The latest version of AA’s Insurance Premium Index, published last month, reported that the combined average home and contents policy was down 8.5% on the previous year.

But following a summit at Parliament this week, Association of British Insurer’s head of property Aidan Kerr refused to rule out higher home insurance costs: "It's too early to say whether this will have an impact on premiums," he said.

However, other experts believe that the price of home insurance is artificially low, and needs to go up. Speaking to trade magazine Insurance Age earlier this month, managing director for underwriting at Axa David Williams criticised the ‘stupid rates’ that some insurers are offering. “I hope they catch a cold and recognise rates are ridiculously low,” he said.

Ben Wilson, home insurance expert at Gocompare.com, reckons that it will be a while before everyone's prices will go up significantly - even if those who have suffered at the hands of the storms will be facing another blow with more expensive renewals. “It’s unlikely that one series of events will cause an increase in premiums across the board – however, if you have made a claim on your home insurance this year, it’s likely that your premium will rise at renewal. It makes sense to shop around, basing your search on the quality of product as well as price,” he said.

Does Flood Re need a re-think?

A memorandum of understanding between the government and the insurance industry last year established plans to set up a not-for-profit fund known as Flood Re. It is intended to help deliver affordable home insurance to households in flood-risk areas and will be funded by a £10.50 across-the-board levy on everyone’s home policies.

It was hoped that this would bring to an end the disagreement between the government and the insurance industry about how people in areas prone to flooding could get insurance, following the conclusion of a prior agreement last year.

However, a chief executive of a major insurer has cast doubt on whether Flood Re will provide sufficient protection for the most vulnerable homes, including those in Somerset which have been so badly hit recently.

Bronek Masojada, chief executive of Hiscox, told trade insurance industry title Post last week: "This week’s events show that the government's proposed flood insurance scheme would leave many homeowners in a desperate situation.
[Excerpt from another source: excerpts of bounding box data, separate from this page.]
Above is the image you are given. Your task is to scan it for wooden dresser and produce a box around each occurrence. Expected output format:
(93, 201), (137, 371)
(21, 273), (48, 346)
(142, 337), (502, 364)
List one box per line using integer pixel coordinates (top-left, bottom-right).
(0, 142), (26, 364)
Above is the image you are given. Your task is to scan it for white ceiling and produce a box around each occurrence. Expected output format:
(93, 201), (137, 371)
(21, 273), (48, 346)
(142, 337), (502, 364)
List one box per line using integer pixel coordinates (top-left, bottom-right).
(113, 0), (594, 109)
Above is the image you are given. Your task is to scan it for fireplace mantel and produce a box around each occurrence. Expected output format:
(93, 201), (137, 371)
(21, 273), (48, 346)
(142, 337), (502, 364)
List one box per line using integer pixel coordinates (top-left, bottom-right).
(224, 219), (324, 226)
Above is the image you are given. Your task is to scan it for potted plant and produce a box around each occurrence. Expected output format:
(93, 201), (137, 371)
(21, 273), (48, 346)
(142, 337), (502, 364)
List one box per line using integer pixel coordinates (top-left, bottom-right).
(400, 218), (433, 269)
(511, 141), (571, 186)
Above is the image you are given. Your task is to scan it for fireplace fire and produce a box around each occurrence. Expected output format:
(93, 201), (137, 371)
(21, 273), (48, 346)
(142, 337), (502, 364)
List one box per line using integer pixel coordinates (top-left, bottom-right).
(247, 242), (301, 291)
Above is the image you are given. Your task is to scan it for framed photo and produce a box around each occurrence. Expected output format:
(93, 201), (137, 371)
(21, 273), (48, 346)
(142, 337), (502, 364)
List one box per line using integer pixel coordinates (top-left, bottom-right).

As things stand, one in six households, including many that are under water right now, would be excluded from access to Flood Re. That cannot be right. What made sense in the heat of negotiation just won't work in the real world.

"Flood Re is great for Britain in concept, but the government's proposals fall short in practice. An urgent rethink is needed. It is unreasonable to exclude new homes, buy-to-let properties, and higher-value properties from Flood Re protection. We absolutely support a sustainable, mutualised solution to the problem of insurance, but the government must listen to growing concern from insurers and the public."